Figure 2. illustrates a plot of the value of the IXP (Vcap) as a function of the number of participants. As more participants connect to the exchange point, more participants can peer with each other. From the point of view of the participants, the value of the exchange point increases with each potential peer.
Peering Relationships
While bilateral peering (negotiated and established between exactly two members) sessions were previously the most common means of exchanging routes, the overhead associated with dense interconnection can cause substantial operational scaling problems for members of larger IXPs.
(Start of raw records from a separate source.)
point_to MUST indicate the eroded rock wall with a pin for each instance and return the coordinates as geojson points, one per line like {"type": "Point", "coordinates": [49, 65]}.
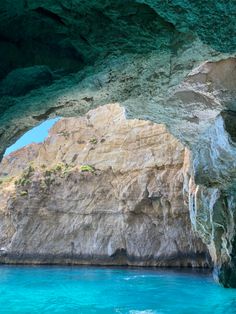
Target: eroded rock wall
{"type": "Point", "coordinates": [171, 62]}
{"type": "Point", "coordinates": [100, 190]}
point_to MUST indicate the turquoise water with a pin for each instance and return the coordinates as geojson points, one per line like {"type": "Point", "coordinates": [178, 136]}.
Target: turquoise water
{"type": "Point", "coordinates": [110, 290]}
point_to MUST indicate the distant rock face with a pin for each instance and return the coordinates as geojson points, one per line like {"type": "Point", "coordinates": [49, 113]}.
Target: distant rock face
{"type": "Point", "coordinates": [100, 190]}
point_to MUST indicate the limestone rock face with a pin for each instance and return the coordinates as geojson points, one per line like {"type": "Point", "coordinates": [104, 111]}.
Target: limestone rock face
{"type": "Point", "coordinates": [170, 62]}
{"type": "Point", "coordinates": [100, 190]}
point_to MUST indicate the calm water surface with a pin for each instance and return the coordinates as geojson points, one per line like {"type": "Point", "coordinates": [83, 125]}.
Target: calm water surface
{"type": "Point", "coordinates": [111, 290]}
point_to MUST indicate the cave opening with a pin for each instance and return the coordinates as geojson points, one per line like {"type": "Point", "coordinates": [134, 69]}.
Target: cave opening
{"type": "Point", "coordinates": [229, 117]}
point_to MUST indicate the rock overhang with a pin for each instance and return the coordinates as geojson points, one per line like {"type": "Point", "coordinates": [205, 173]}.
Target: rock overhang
{"type": "Point", "coordinates": [140, 54]}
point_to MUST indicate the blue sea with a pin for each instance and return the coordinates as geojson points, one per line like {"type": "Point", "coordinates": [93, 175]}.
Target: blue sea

Multilateral interconnection is a method of interconnecting members using a “external brokering” system, commonly referred to as a route server and typically managed by the IXP. Each multilateral interconnection participant (referred to as a route server client) announces its routes to the route server using External Border Gateway Protocol (EBGP). The route server, in turn, transparently forwards this information to each route server client connected to it.
What is a Route Server?
The barrier of entry for an organization to become a member and begin peering on an IXP is generally quite low. At least a single physical or remote (backhaul) port connected to the IXP peering LAN and an assigned IP address from the IX LAN subnet is needed. It is then possible to configure BGP peering with anyone else on the peering LAN who is willing to peer.
To do so, you have to manually configure those BGP peering sessions with whomever you wish to peer with. This is called bilateral interconnection, meaning there is one session between you and the peer, and only you and the specific peer exchange route advertisements.
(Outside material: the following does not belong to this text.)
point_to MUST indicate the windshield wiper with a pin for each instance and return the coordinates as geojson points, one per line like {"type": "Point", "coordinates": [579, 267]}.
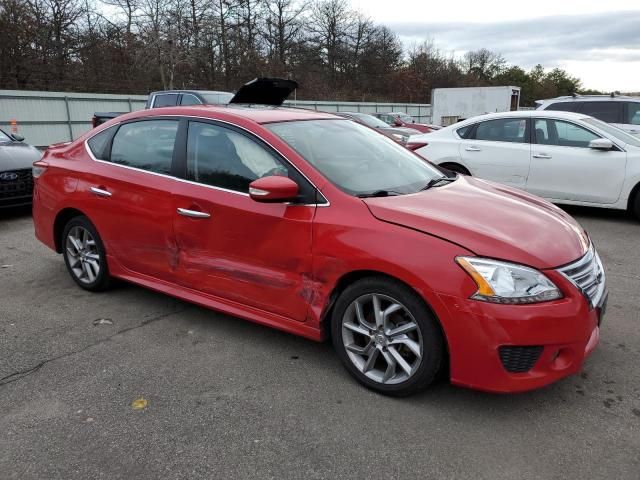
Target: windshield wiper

Imagine a large IXP with many (100+) members. This can very quickly become cumbersome. In particular when filtering per peer on correct route advertisements (for example based on an Internet Routing Registry: https://en.wikipedia.org/wiki/Internet_Routing_Registry), prefixes, AS-path, etc., which you should do. It is a no-brainer to use an easier solution when one is available.
To avoid configuring and maintaining 10s or 100s (some of the larger IXPs have over 500 members or members with multiple connections) of individual EBGP sessions with each member, the smarter option where you only need a couple of sessions, is to use the route servers. Route servers are typically offered by the IXP as a service to its members.
One BGP session between the ISP’s router and the route server is all that is required to announce to, and receive routes from, all other members of the IXP (as shown in Figure 4). Obviously, you will only be able to exchange routing information with members who also have a BGP session with the route servers. Thus it provides an alternative to full mesh peering among the members who have a presence at the IXP.
Some ISPs will rely solely on the route server session(s), while others will use it as a backup to their existing EBGP peerings on the IXP fabric. Most IXPs will have redundant route servers and suggest that members peer with both.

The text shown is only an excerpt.